There may be some support for such an action at the San Francisco Board of Supervisors. Supervisor Shamann Walton, who represents the historically black Bayview neighborhood of San Francisco, told KQED “I am not sure why SFMTA would be participating in militarizing our streets in these times of unrest and high tensions between community and law enforcement.”

There is some appetite to make this a permanent change at the SFMTA Board of Directors, which sets policy for the agency. Jane Natoli is a nominee by Mayor London Breed for an empty seat on the board, and is awaiting final approval for her seat by the Board of Supervisors. She called it “confirmation limbo.”

But, should the board appoint her, Natoli said she would work to enshrine a policy so Muni no longer transports police to city protests.

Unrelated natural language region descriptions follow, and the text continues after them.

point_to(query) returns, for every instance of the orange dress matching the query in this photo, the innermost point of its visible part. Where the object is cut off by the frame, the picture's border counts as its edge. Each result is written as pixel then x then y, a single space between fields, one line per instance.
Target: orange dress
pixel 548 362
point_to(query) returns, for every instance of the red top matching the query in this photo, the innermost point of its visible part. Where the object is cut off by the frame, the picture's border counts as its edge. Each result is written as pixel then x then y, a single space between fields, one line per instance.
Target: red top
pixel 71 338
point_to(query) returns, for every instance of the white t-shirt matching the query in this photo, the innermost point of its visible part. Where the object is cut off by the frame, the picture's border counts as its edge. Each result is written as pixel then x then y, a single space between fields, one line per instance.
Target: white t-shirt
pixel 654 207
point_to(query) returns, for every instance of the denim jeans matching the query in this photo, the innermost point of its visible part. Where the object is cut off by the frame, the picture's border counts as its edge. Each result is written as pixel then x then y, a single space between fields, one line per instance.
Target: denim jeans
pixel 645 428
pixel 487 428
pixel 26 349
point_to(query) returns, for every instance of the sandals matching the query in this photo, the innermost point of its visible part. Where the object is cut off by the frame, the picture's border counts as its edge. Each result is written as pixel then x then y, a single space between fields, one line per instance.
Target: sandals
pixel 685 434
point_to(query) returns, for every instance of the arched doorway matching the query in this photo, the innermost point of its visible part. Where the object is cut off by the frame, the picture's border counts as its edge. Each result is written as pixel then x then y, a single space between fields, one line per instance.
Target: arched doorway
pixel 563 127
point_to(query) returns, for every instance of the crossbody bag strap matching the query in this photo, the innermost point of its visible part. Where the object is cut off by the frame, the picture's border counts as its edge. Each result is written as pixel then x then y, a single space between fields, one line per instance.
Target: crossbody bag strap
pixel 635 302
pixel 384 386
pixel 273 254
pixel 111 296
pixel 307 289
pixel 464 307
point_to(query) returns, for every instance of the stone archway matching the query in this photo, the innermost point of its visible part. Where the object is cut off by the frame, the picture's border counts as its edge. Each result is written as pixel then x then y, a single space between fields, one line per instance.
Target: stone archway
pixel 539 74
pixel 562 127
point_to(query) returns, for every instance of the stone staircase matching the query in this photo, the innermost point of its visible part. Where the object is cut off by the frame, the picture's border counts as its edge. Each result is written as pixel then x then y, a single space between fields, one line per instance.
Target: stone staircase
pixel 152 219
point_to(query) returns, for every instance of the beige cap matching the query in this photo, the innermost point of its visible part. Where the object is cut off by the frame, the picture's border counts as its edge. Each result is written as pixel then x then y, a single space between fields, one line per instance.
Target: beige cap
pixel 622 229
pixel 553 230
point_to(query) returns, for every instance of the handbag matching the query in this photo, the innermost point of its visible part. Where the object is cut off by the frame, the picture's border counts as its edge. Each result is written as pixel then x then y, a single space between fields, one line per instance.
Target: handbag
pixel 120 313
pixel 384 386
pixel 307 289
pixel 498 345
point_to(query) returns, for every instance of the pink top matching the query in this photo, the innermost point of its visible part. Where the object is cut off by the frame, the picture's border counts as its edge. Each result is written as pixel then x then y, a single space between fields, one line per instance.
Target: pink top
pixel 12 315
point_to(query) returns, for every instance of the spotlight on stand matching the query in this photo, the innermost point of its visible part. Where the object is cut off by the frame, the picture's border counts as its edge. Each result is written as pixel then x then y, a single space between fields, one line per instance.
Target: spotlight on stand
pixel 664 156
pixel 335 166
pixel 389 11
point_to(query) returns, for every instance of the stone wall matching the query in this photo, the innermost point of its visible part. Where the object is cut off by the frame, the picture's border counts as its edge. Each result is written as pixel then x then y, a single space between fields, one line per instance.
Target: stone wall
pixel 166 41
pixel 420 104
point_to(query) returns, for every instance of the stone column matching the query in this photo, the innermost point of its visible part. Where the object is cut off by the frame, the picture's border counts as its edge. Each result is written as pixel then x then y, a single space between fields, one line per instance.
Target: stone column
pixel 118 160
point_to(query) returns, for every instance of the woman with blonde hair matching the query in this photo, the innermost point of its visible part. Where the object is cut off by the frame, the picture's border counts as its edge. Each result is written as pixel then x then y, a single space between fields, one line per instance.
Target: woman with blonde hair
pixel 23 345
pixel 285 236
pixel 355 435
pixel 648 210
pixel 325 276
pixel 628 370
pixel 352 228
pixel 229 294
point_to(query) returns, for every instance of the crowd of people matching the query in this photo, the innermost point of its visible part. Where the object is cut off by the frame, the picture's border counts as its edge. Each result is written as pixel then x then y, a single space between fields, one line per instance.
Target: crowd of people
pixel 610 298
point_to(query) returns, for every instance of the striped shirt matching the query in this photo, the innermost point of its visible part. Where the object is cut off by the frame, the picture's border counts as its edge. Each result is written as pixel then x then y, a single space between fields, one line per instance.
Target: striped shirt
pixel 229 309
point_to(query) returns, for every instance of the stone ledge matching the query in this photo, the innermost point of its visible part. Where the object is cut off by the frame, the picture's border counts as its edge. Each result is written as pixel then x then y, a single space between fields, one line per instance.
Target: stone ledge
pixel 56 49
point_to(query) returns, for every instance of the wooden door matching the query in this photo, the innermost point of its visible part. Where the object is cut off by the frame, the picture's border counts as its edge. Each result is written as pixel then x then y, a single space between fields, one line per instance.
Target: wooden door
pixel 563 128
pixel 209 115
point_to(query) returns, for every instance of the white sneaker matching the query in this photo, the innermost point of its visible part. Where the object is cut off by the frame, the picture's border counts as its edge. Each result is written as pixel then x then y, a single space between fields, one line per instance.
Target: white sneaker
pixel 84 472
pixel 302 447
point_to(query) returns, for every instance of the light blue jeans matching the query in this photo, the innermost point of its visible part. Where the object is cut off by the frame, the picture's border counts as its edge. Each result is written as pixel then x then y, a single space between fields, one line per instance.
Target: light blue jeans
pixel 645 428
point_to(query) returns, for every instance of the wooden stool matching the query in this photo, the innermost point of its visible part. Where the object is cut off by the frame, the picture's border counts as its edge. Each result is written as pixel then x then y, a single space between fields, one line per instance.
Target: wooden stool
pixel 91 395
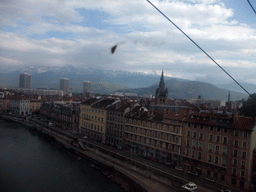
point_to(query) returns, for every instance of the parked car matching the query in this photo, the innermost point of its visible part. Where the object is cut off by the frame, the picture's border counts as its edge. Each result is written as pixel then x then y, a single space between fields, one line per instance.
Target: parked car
pixel 190 186
pixel 193 173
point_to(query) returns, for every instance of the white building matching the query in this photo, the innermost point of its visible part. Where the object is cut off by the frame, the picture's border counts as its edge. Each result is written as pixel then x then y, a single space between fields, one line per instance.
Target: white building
pixel 64 85
pixel 19 106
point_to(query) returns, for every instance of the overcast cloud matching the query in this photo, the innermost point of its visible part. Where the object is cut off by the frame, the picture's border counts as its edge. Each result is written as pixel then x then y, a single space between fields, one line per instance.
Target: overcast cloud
pixel 81 33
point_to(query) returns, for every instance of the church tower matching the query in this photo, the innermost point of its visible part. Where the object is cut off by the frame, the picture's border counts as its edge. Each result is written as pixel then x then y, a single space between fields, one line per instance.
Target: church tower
pixel 161 92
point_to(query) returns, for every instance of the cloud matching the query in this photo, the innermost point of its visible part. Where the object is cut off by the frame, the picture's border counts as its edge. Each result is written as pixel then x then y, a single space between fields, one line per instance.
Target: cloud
pixel 56 33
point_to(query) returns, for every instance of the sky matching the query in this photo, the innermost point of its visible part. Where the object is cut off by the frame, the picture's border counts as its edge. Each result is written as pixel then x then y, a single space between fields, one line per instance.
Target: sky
pixel 81 33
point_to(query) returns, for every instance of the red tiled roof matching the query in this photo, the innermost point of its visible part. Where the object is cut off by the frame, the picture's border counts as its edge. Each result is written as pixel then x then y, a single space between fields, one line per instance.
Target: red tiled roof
pixel 245 123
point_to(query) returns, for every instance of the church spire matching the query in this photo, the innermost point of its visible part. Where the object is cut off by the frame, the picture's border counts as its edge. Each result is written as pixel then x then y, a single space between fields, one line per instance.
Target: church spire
pixel 161 83
pixel 161 91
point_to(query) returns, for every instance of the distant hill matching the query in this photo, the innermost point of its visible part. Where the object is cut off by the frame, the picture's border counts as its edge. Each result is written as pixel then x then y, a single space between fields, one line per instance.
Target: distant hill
pixel 251 88
pixel 189 89
pixel 106 82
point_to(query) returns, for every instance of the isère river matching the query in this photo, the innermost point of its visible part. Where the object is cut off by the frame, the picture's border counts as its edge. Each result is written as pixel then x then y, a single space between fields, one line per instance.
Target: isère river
pixel 28 163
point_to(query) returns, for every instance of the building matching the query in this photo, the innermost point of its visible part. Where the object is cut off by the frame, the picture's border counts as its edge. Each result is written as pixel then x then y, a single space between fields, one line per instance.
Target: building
pixel 87 88
pixel 93 117
pixel 19 106
pixel 147 134
pixel 25 80
pixel 64 85
pixel 115 122
pixel 34 106
pixel 161 92
pixel 218 146
pixel 62 114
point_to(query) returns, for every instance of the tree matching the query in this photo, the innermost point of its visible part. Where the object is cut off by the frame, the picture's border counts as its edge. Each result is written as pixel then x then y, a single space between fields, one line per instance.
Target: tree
pixel 249 106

“This is something that as soon as I saw, I was just shocked,” Natoli said. “I think that that shows that our values aren't necessarily aligned with our actions.”

Should no local leaders act, bus drivers themselves may be the last line against the practice. They drive these special service buses on a volunteer basis.

Roger Marenco, president of Muni’s union, the Transport Workers Union Local 250-A, said his members value police when they help with assaults on bus drivers and understands the police’s desire to maintain peace at protests when break-ins occur.

He called it a “delicate line.” But Marenco also used to drive a bus himself.

“An officer taking away somebody's life, that person is never coming back to life, ever,” Marenco said. “It just seems like, ‘why are we not standing up in solidarity in terms of this movement that is occurring here due to the murder of George Floyd?'”

“If it were me?” Marenco said, he would refuse to drive that bus.